We saw a very concrete example of this in 2008 when banking institutions that had failed badly due to a mixture of incompetence, hubris, and corruption received a blank-check bailout on the backs of taxpayers and the rest of the non-financial economy. It is no coincidence that cryptocurrency went mainstream right after this, since these events demonstrated the need to start thinking about ways to devolve power away from these systems or at least to reduce the cost of doing so.
Decentralisation offers the following value over centralisation:
* Control by a majority, not a minority. (democratic)
* Open ecosystem that visible and able to be analysed by anyone (transparent)
* Immutable (no one makes up assets without everyone knowing about it)
* Fair. Same price for everyone at all times, no chance of a monopoly.
Those don't exist in central systems and so the price you must pay for that is speed, scalability and anonymity (which is both used for good or bad). I don't believe crypto is the answer to everything, but I certainly don't see it as useless.
This kind of argument came to mind when I first read the thread, but then I thought... isn't the whole point of crypto to be decentralized? To avoid these kinds of concentrated power structures?
We have the ability to remove it, yes, but not for free. Decentralized systems based on proof-of-work are inherently less efficient than centralized, trust-based systems.
The question is, do the costs and downsides of cryptocurrencies outweigh the benefits of not having to trust a third-party intermediary? The author is arguing no, and for the overwhelming majority of real-world cases, I would tend to agree.
Decentralization is not essential to cryptocurrency as a technology. It's essential to a view of how it could be used for the betterment of many.
The technology can just as easily be applied for other purposes, mandated by an authoritarian government to be the only legal way to conduct commerce. You'd use it not because you want to, but because you want to avoid their ire.
Because they are not really decentralised. Vast amounts of cryptocurrencies as they are designed right now are disproportionately held by the early adopters, who will inevitably engage in rent seeking in one way or another (I wish I was wrong on this one).
Decentralisation has to happen through increasing trust between people, while cryptocurrencies are designed to replace trust. Yeah, current institutions controlling our monies are hardly worth the trust, but honestly bitcoin doesn't even remove that trust (it just shifts it to some random self-proclaimed experts at Tether, twitter gurus or god knows what else the crypto people are up to nowadays).
But I think this highlights the dichotomy that is the crypto ecosystem right now.
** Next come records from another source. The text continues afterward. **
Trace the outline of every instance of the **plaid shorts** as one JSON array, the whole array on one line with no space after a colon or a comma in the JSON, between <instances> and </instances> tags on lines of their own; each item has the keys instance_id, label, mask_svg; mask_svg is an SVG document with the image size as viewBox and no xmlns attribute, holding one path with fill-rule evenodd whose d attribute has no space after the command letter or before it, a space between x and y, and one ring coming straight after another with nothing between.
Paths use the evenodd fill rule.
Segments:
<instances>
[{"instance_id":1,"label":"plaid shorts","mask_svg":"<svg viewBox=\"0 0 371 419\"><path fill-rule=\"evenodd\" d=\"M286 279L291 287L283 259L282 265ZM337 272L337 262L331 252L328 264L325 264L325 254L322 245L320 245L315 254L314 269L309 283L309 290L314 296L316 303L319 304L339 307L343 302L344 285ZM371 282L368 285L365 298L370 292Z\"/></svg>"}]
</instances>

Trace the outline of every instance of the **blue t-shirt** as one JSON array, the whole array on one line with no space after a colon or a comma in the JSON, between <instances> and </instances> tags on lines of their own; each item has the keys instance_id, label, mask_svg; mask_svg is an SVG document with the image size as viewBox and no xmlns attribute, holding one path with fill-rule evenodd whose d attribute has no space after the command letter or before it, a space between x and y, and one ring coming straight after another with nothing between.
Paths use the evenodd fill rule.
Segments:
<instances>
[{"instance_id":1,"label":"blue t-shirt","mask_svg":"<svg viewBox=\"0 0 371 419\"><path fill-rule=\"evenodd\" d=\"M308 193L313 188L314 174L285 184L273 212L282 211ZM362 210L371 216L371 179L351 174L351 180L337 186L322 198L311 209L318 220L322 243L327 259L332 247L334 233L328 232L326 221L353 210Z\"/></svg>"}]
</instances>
The people in this thread understand this value prop, but for a significant portion of crypto investors, the value prop is gains.
It may be true that some casual crypto investors are interested because of the decentralization aspect, but that same user wants a PayPal-like experience. Most are not willing to deal with the complexity of doing it "right", and most of the non-technical people I know who buy crypto do it for the gains, not for the defi.
In effect, this makes decentralization nothing more than a marketing promise, and the reality is exactly what you said - a poorly architected, inefficient, unwieldy PayPal. Sure, this system is capable of much more, and realizing the "true" value prop of decentralization, but that doesn't matter much if users are in it for other reasons.
If users were doing it "right", or for sake of argument, let's say users are forced to do it right, I suspect they would just stop participating, bringing valuation down with them.
I tend to think its not worth the trade off (and the "decentralization" is questionable in practise), but this line of criticism is basically begging the question.